Par conséquent, Monsieur [G] [O] sera condamné à payer à la société SARL [Localité 1] (SARL) la somme de 1.245,64 euros TTC au titre de l’indemnité complémentaire prévue à l’article L.441-10 II du code de commerce, déduction faite des 40,00 euros dû au titre de l’indemnité forfaitaire.
5/ Sur les dommages et intérêts pour résistance abusive au paiement de la facture :
La société SARL [Localité 1] (SARL) demande au tribunal de condamner Monsieur [G] [O] au paiement d’une somme de 1.000,00 euros en réparation du préjudice lié à sa résistance abusive, au visa des articles 1104 et 1231-1 du code civil.
Monsieur [G] [O] s’oppose au paiement de cette somme.
En l’espèce, la société SARL [Localité 1] (SARL) ne rapporte aucun élément permettant de fonder sa demande, ni de justifier le quantum sollicité.

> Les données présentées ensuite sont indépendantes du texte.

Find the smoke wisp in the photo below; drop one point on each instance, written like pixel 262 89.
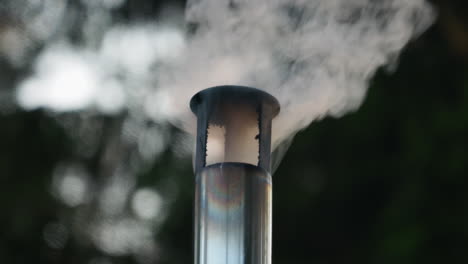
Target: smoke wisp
pixel 316 57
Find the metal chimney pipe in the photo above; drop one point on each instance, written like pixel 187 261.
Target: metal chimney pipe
pixel 233 182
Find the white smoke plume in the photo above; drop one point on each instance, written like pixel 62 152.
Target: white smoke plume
pixel 316 57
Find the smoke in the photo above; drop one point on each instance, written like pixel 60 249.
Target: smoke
pixel 316 56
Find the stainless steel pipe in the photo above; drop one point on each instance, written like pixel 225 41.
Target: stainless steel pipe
pixel 233 215
pixel 232 168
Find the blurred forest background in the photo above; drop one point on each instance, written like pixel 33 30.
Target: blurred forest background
pixel 386 184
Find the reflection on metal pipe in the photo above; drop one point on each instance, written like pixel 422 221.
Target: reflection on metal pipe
pixel 233 214
pixel 233 182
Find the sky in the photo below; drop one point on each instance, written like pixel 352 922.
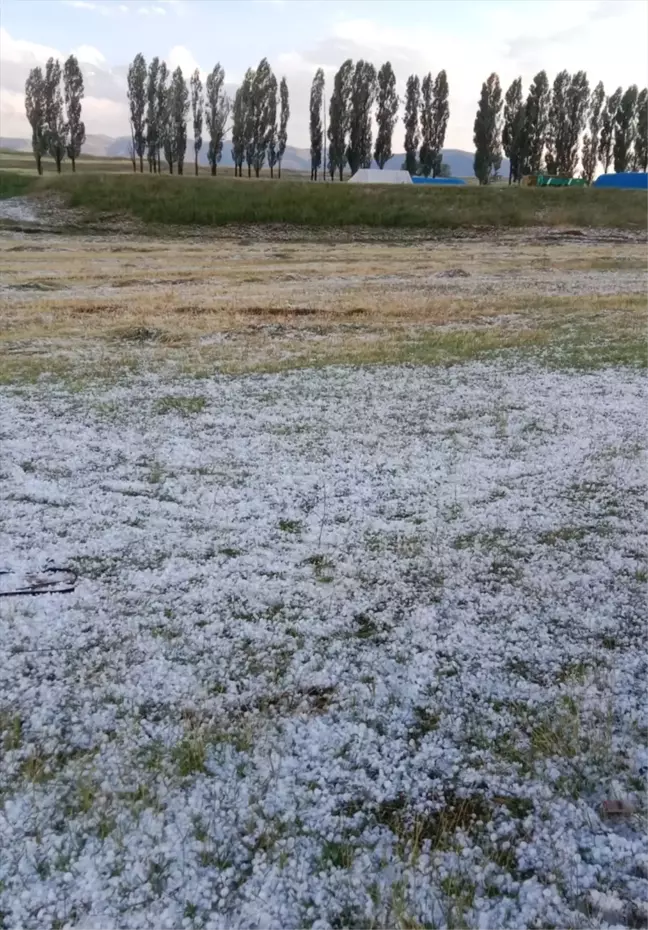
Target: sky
pixel 469 38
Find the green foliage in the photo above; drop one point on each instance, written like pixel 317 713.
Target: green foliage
pixel 261 114
pixel 625 128
pixel 488 152
pixel 137 86
pixel 284 116
pixel 197 110
pixel 338 118
pixel 590 156
pixel 641 141
pixel 35 110
pixel 152 128
pixel 388 102
pixel 513 138
pixel 216 114
pixel 608 118
pixel 361 99
pixel 74 93
pixel 315 125
pixel 426 155
pixel 55 127
pixel 412 137
pixel 536 122
pixel 440 116
pixel 567 118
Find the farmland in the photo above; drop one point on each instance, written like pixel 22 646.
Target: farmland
pixel 359 639
pixel 163 201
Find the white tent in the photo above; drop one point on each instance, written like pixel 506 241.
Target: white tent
pixel 376 176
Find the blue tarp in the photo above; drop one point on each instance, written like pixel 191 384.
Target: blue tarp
pixel 439 181
pixel 631 180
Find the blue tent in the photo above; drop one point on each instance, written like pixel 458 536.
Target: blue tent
pixel 631 180
pixel 438 181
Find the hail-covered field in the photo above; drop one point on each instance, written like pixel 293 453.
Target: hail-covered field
pixel 352 647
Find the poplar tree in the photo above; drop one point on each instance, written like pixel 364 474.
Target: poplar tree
pixel 386 116
pixel 197 108
pixel 73 91
pixel 137 78
pixel 487 132
pixel 412 137
pixel 315 122
pixel 35 110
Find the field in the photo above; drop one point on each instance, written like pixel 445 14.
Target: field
pixel 161 201
pixel 360 637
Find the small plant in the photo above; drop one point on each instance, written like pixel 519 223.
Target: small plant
pixel 190 754
pixel 185 406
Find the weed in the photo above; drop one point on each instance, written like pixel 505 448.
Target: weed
pixel 164 201
pixel 185 406
pixel 563 534
pixel 11 729
pixel 230 552
pixel 190 754
pixel 338 855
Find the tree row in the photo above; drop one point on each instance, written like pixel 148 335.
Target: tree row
pixel 557 126
pixel 356 89
pixel 57 128
pixel 551 130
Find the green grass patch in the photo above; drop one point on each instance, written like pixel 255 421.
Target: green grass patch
pixel 13 184
pixel 163 200
pixel 182 405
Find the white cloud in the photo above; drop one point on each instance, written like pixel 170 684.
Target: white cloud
pixel 181 57
pixel 89 54
pixel 21 51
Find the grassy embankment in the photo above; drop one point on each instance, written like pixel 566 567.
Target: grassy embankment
pixel 208 202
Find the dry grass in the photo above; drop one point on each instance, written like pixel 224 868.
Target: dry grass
pixel 226 305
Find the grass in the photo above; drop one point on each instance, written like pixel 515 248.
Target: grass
pixel 13 184
pixel 163 200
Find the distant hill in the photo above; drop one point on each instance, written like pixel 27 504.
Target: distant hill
pixel 295 159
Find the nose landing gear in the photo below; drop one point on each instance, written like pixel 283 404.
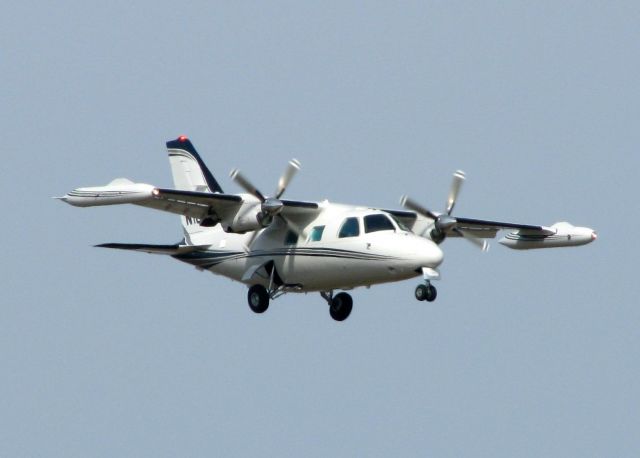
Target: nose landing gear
pixel 426 292
pixel 340 305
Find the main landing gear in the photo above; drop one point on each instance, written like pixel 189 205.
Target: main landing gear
pixel 258 298
pixel 426 292
pixel 340 305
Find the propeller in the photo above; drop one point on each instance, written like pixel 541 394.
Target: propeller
pixel 270 207
pixel 444 222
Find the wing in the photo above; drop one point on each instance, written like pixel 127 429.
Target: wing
pixel 481 228
pixel 198 205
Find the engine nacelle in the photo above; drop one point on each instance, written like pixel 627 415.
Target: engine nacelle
pixel 560 235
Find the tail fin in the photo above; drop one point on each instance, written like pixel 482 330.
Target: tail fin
pixel 190 174
pixel 189 171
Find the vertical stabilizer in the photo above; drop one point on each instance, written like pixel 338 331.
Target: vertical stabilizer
pixel 190 174
pixel 189 171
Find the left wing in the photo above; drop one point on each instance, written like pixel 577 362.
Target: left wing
pixel 195 204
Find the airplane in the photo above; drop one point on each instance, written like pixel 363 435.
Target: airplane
pixel 277 246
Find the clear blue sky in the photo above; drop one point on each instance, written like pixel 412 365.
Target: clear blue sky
pixel 122 354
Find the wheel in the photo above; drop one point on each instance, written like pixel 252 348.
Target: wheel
pixel 432 293
pixel 258 298
pixel 426 293
pixel 341 306
pixel 421 292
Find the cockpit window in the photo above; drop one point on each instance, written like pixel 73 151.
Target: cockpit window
pixel 350 228
pixel 291 238
pixel 401 225
pixel 316 234
pixel 379 222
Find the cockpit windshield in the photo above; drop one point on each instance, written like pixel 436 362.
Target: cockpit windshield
pixel 378 222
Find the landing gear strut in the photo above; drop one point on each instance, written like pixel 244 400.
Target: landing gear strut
pixel 426 292
pixel 340 305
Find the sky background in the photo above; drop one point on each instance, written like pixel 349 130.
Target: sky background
pixel 107 353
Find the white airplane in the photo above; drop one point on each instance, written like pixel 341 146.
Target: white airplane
pixel 277 246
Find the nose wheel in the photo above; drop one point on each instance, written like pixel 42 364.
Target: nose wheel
pixel 426 292
pixel 340 305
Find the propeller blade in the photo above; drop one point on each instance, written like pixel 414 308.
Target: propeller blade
pixel 456 184
pixel 480 243
pixel 245 184
pixel 409 203
pixel 292 168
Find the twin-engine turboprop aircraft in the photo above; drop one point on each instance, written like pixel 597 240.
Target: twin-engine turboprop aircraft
pixel 276 246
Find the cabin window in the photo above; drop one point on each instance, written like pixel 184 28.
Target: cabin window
pixel 350 228
pixel 316 234
pixel 379 222
pixel 291 238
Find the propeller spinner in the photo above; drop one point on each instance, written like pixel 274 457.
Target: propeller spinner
pixel 270 206
pixel 444 222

Dès lors, la société SARL [Localité 1] (SARL) sera déboutée de sa demande.
6/ Sur les dépens :
Les dépens de la présente instance doivent être mis à la charge de Monsieur [G] [O], qui succombe.
PAR CES MOTIFS :
Le tribunal, après en avoir délibéré conformément à la loi, statuant publiquement, contradictoirement et en premier ressort,
Déclarons irrecevable l’exception d’incompétence soulevée par Monsieur [G] [O].
Prenons acte du paiement intervenu pour la somme de 4.560,00 euros au titre de la facture du 26 juin 2024 par Monsieur [G] [O] au profit de la société SARL [Localité 1] (SARL).
Condamnons Monsieur [G] [O] au paiement des pénalités de retard à un taux de 1,5% par mois sur la somme de 4.560,00 euros TTC, à compter du 27 août 2024 et jusqu’à la date du paiement intervenu.
Condamnons Monsieur [G] [O] à payer le solde, avec intérêts de retard au taux de 1,5% par mois jusqu’à parfait paiement.
Condamnons Monsieur [G] [O] à payer à la société SARL [Localité 1] (SARL) la somme de 1.245,64 euros TTC au titre de l’indemnité complémentaire prévue à l’article L.441-10 II du code de commerce, déduction faite des 40,00 euros dû au titre de l’indemnité forfaitaire.
Rejetons la demande de la société SARL [Localité 1] (SARL) au titre des dommages et intérêts pour résistance abusive au paiement de la facture.
Disons que les dépens de l’instance dont les frais de greffe de la présente décision liquidés à la somme de 66,13 euros TTC doivent être mis à la charge de Monsieur [G] [O] conformément aux dispositions de l’article 399 du code de procédure civile, mais dit qu’ils seront avancés par la société SARL [Localité 1] (SARL).
Jugement prononcé par mise à disposition au greffe le vendredi dix octobre deux mille vingt-cinq, date indiquée à l’issue des débats conformément à l’article 450, alinéa 2 du code de procédure civile, et signé électroniquement par Madame Virginie BONUTTO, présidente, et par Madame Eleanor SURTOUC, greffier à qui la présidente a remis la minute.